Reflection for 8th Sunday after Pentecost – goods and the mortal coil
You may have read in the news this week of a religious leader who, while live-streaming a worship service and preaching on the subject of keeping faith in the face of grave adversity, was robbed at gunpoint.
The robbers removed almost $1million in jewelry from the leader and his wife before escaping in a Mercedes Benz.
Only in New York, you might say.
When I read the parable in Luke’s gospel of the rich landowner (Luke 12:16-20), called a fool by God, for accumulating an abundance of wealth, unknowingly facing the end of his life that night, I wondered…
Did the religious leader robbed this week, who fell to the ground behind his golden lectern, hands over his head, wonder if his life was going to end at that moment?
Did he have a split second to wonder what was the point of his very ‘flashy’ lifestyle? Did he hear a quiet voice say ‘you fool!’? In a terrible and traumatic moment was there a moment where the grace of God might have been present and offered?
For the rich landowner in Luke’s parable, the moment of grace is offered by God’s land that produced so abundantly that the man had nowhere to store the excess.
‘What shall I do?’ he asks his soul.
The grace of God’s abundance is not accepted by the rich man.

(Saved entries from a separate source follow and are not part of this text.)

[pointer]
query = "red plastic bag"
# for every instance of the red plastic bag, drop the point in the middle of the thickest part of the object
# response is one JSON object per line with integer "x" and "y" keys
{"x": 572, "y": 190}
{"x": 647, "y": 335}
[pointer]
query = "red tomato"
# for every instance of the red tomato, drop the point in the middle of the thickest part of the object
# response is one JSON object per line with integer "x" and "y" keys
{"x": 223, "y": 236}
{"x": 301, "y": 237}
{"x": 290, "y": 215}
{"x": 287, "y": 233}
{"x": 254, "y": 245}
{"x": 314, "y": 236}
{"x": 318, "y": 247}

He does the inexplicable – tearing down his current barns to build bigger ones rather than adding to the barns already there – an outpouring of voracious gluttony.
We know not the exact moment of our death, but the words of Luke’s Jesus ask us to recognize that the wealth we call our own is a gift from God – and in its abundance we are called to turn to the Spirit to ask for it to be used as a blessing, not a curse.